Taufan yang sudah mengira Halilintar akan menolak, langsung berseri-seri. "Beneran?"
"Hm."
Halilintar juga mau berbuat baik untuk mengumpulkan pahala, sodara-sodara.
"Waah ... Thank you!"
Hampir saja Taufan memeluk sepupunya, kalau saja sang pemilik iris delima itu tidak melepaskan tatapan membunuh.
"Makasih juga untuk hari ini, ya! Aku sangat tertolong. Hehehe ..."
"Sama-sama."
Halilintar menatap Taufan tiba-tiba. Terus terang, ada satu hal yang mengganjal sejak tadi dan membuatnya sangat penasaran.
"Omong-omong," akhirnya Halilintar berkata, "kenapa tiba-tiba kau mau belajar ngaji lagi?"
"Eh?"
Entah kenapa, Taufan menghindari tatapan Halilintar. Tapi kemudian dia terkekeh pelan.
"Yah ... Aku merasa nggak enak aja," Taufan menjawab juga, meskipun agak ragu. "Aku ... lagi dekat sama seseorang. Dan dia itu ... muslimah berhijab, sholehah, pintar mengaji ... Aku ... rasanya ... jadi nggak mau kalah. Begitulah, hehehe ..."
"Hmmm ..."
Halilintar tersenyum samar, diiringi satu dengkus yang lebih samar lagi. Seorang playboy cap kambing seperti Taufan itu, akhirnya takluk juga di tangan seorang gadis.
Dunia ini memang adil.
"Aku jadi penasaran ingin bertemu gadis itu," kata Halilintar. "Tapi ... nggak baik kalau beribadah hanya demi cewek. Harusnya kau melakukannya demi dirimu sendiri, dengan niat untuk beribadah kepada Allah."
Kali ini Taufan tersenyum lembut.
"Aku tahu, kok. Akan kucoba untuk meluruskan niatku juga," katanya kemudian. "Lagipula, kalau Yaya tahu aku baru mulai belajar ngaji lagi cuma untuk membuatnya terkesan, mungkin dia malah akan marah."

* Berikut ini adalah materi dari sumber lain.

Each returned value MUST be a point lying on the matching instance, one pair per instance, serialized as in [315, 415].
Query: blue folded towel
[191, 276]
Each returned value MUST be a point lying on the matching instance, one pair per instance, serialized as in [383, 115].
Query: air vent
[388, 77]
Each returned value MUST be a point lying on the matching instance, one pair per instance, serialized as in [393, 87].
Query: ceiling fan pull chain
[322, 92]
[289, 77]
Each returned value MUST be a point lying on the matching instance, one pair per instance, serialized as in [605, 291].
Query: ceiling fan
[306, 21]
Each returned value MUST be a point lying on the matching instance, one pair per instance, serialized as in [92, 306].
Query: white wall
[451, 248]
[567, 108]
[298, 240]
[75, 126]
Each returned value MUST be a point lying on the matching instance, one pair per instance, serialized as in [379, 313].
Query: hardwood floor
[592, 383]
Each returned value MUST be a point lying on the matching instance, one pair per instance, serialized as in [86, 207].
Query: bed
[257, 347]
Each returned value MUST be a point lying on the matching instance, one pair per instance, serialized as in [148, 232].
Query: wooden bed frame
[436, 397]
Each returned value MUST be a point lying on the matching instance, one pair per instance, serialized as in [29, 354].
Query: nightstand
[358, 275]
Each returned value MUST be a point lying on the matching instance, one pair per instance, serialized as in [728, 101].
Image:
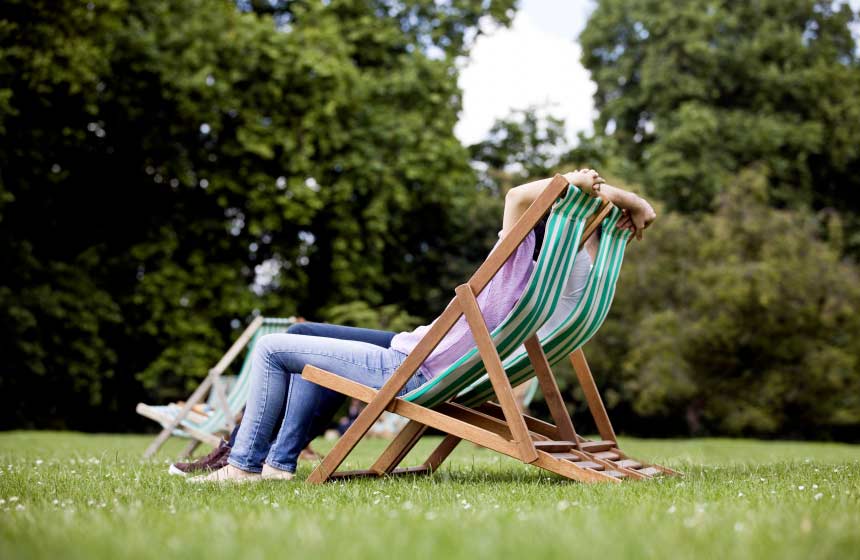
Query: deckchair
[499, 427]
[180, 420]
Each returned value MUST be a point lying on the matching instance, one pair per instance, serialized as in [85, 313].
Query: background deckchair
[179, 420]
[428, 406]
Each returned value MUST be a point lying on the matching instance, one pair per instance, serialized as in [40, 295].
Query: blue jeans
[330, 401]
[276, 385]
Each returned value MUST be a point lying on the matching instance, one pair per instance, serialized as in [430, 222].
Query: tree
[170, 169]
[694, 92]
[740, 323]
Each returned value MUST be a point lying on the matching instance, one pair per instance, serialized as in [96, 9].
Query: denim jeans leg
[362, 362]
[263, 410]
[307, 400]
[371, 336]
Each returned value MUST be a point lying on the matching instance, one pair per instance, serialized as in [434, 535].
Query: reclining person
[284, 405]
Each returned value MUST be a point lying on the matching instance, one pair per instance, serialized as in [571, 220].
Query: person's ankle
[275, 473]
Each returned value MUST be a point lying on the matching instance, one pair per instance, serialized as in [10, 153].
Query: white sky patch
[536, 62]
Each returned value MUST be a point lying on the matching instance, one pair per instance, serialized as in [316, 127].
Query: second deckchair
[179, 420]
[510, 433]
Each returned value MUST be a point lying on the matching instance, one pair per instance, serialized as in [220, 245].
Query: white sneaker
[272, 473]
[228, 474]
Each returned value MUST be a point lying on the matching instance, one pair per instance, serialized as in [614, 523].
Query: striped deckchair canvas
[564, 230]
[582, 323]
[501, 427]
[225, 405]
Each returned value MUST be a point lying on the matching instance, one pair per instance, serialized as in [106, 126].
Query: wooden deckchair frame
[212, 382]
[501, 427]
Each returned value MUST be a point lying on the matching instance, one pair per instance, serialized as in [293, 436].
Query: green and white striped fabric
[238, 395]
[563, 233]
[580, 326]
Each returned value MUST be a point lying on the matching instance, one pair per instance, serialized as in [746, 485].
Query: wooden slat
[371, 473]
[551, 446]
[616, 474]
[608, 455]
[412, 411]
[537, 426]
[577, 460]
[571, 470]
[593, 446]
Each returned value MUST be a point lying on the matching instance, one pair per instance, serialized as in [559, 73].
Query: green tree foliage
[741, 322]
[693, 92]
[170, 168]
[527, 143]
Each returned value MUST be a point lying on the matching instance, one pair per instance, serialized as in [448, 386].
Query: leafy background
[170, 169]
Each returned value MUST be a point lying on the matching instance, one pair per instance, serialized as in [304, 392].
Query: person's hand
[585, 179]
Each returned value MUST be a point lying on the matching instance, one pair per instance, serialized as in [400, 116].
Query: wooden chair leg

Halilintar cuma mengangkat sebelah alis. Rasanya seperti mimpi bisa mendengar Taufan bicara seperti itu.
"Ya udah, deh. Aku benar-benar harus pergi sekarang," pamit Taufan sambil berdiri. "Sampai besok, Pak Ustadz. Oh ya, nanti pamitin ke Gempa juga, ya? Assalammu'alaikum."
"Wa'alaikumussalam."
Halilintar hanya geleng-geleng kepala ketika sosok Taufan semakin menjauh ke pintu depan, sampai tak tampak lagi di matanya. Sementara, pemuda sebaya Taufan itu mendadak teringat sesuatu.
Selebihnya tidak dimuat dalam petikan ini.